Il faut se glorifier… Cela n’est pas bon. J’en viendrai néanmoins à des visions et à des révélations du Seigneur. Je connais un homme en Christ qui, voici quatorze ans — était-ce dans son corps? je ne sais; était-ce hors de son corps? je ne sais, Dieu le sait — fut ravi jusqu’au troisième ciel. 2 Corinthiens 12:1, 2.

Souvent interrogée au sujet des conditions dans lesquelles je me trouve au moment de mes visions et après celles-ci, je dirai ceci: quand il plaît au Seigneur de m’accorder une vision, je me trouve en présence de Jésus et des anges, et je perds complètement de vue les choses terrestres. Je ne puis rien apercevoir au-delà de ce que l’ange me montre. Souvent, mon attention est dirigée vers des scènes qui se passent sur la terre.
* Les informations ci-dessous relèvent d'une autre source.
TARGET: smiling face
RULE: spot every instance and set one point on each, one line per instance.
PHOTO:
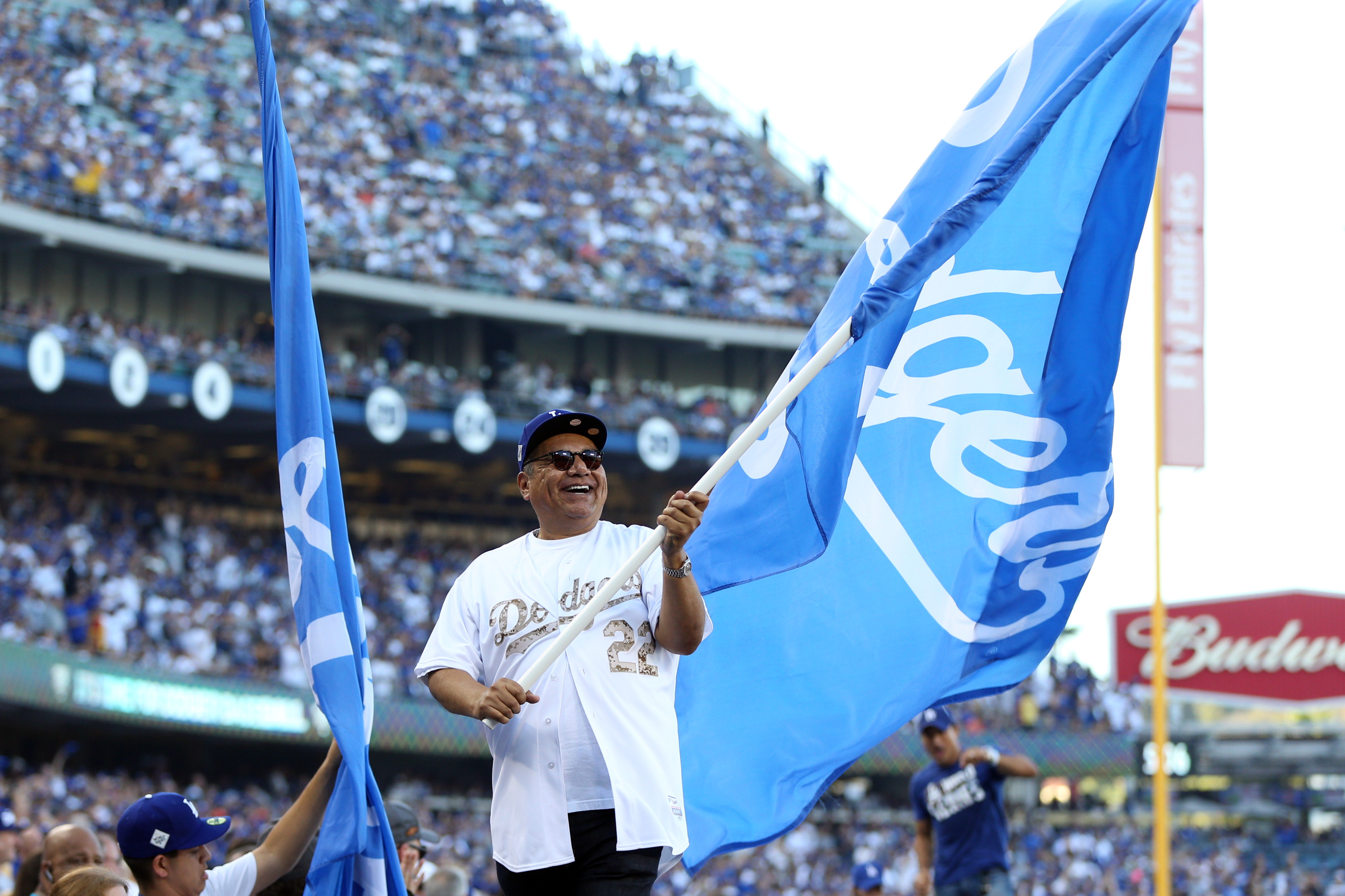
(943, 746)
(185, 872)
(568, 502)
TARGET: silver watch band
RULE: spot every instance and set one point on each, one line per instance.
(681, 572)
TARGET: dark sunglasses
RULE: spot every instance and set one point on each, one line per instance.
(563, 461)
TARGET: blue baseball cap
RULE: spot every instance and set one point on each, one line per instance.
(553, 423)
(161, 824)
(867, 876)
(935, 718)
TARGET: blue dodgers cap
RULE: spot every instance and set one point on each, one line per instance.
(553, 423)
(867, 876)
(159, 824)
(935, 718)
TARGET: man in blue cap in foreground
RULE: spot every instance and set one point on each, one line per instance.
(165, 843)
(588, 774)
(959, 799)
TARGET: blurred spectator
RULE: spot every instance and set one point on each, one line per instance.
(90, 882)
(1108, 855)
(464, 144)
(170, 586)
(520, 391)
(65, 850)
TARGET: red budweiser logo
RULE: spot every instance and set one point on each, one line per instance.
(1285, 646)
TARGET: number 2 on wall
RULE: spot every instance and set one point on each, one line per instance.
(627, 642)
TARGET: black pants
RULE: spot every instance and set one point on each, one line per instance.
(598, 868)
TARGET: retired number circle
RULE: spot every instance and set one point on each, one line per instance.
(211, 391)
(385, 413)
(46, 361)
(658, 444)
(474, 424)
(128, 375)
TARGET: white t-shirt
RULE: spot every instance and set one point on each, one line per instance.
(498, 618)
(587, 784)
(236, 879)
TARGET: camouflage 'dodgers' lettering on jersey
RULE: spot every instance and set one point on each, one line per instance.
(514, 615)
(950, 796)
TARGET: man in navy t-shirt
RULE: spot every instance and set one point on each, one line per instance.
(958, 799)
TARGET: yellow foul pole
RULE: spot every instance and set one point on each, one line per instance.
(1158, 617)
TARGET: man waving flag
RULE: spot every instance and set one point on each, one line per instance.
(917, 528)
(356, 841)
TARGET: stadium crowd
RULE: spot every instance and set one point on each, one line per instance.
(169, 583)
(453, 142)
(171, 586)
(1106, 857)
(512, 387)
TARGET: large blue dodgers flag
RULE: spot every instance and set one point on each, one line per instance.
(918, 527)
(356, 844)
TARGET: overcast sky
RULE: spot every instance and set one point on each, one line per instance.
(873, 86)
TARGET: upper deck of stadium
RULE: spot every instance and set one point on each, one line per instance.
(471, 147)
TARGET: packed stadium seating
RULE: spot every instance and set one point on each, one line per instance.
(1103, 856)
(454, 143)
(169, 583)
(517, 389)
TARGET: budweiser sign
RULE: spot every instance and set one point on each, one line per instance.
(1265, 648)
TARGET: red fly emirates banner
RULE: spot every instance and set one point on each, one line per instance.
(1183, 252)
(1266, 648)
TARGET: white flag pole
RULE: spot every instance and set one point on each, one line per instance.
(712, 477)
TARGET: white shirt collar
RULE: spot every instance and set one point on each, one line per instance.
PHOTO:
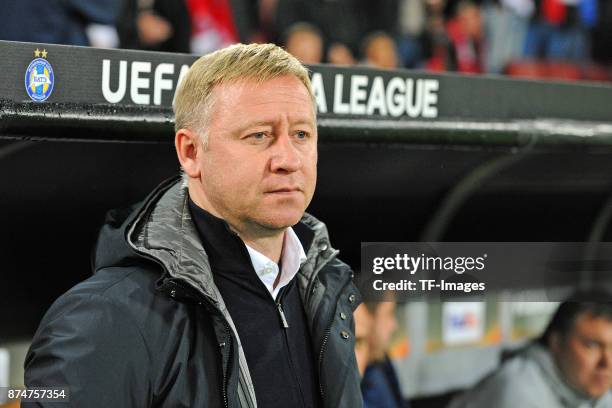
(292, 256)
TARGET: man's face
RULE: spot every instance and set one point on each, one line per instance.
(259, 169)
(585, 355)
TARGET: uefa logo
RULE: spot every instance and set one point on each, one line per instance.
(39, 77)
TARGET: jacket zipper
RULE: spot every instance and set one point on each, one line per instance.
(228, 342)
(229, 359)
(324, 344)
(282, 315)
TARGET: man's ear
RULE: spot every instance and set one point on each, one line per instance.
(188, 147)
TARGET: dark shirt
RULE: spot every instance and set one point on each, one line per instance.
(280, 359)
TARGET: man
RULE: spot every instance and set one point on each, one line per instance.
(218, 290)
(569, 367)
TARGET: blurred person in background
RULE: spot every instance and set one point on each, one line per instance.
(155, 25)
(466, 35)
(305, 42)
(437, 48)
(55, 21)
(570, 366)
(412, 24)
(505, 27)
(560, 30)
(338, 20)
(380, 386)
(380, 50)
(363, 328)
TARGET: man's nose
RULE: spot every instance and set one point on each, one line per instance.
(606, 358)
(285, 155)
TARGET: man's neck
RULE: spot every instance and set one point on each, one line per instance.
(272, 246)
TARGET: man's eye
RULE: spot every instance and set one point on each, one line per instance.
(259, 135)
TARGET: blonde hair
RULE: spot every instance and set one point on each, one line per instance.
(260, 62)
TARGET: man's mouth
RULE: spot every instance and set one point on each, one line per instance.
(284, 190)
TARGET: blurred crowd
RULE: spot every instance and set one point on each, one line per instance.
(569, 39)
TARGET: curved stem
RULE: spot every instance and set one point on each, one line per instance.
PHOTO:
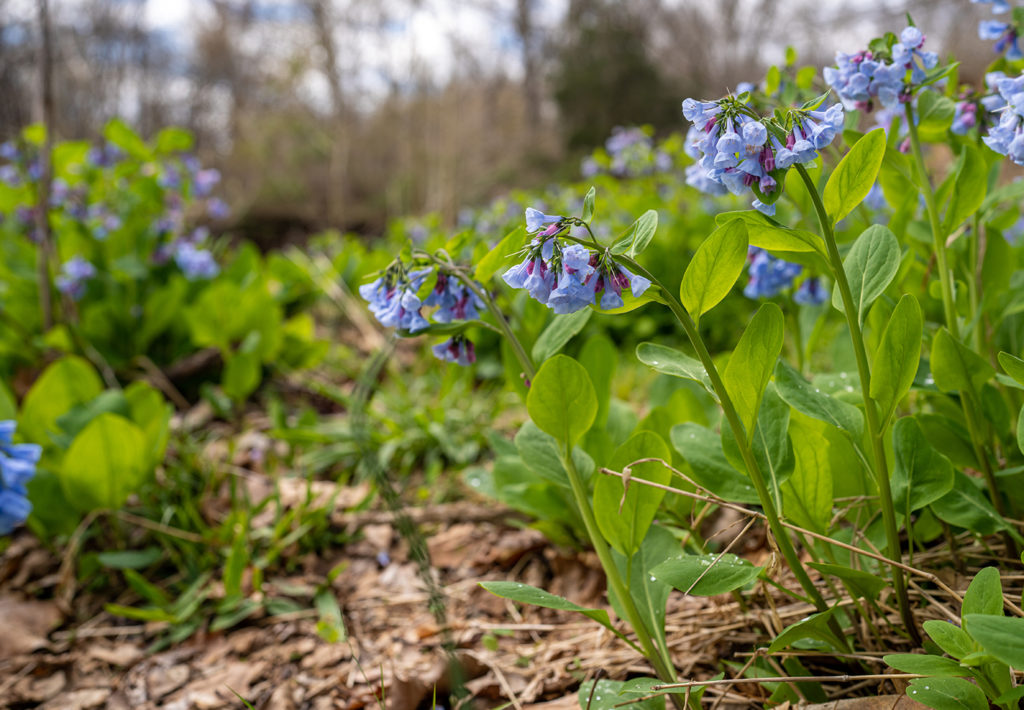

Parfois, je suis transportée loin dans l’avenir et je vois ce qui doit arriver. D’autres fois, des choses appartenant au passé me sont montrées. Immédiatement après la vision, je ne me souviens pas de tout ce que j’ai vu; les choses ne deviennent claires pour moi qu’au moment où je me mets à écrire. Alors, le tableau se dresse devant moi tel que je l’avais vu en vision et j’écris avec facilité.
Parfois, les choses que j’ai vues me restent cachées au moment où cesse la vision, et je ne puis me les rappeler que plus tard lorsque, en présence d’un auditoire auquel s’applique la vision, les choses vues se présentent avec force à mon esprit. Je me sens tout autant dépendante de l’Esprit du Seigneur quand je raconte ou écris une vision que pendant la vision elle-même. Je ne puis me rappeler les choses qui m’ont été montrées que si le Seigneur me les présente à nouveau au moment où il lui plaît de me les faire décrire par la voix ou par la plume. […]
Bien que je dépende de l’Esprit du Seigneur pour écrire mes vues comme pour les recevoir, les mots que j’emploie pour décrire ce que j’ai vu sont les miens, sauf quand il s’agit de déclarations faites par un ange, que j’ai soin de placer entre guillemets.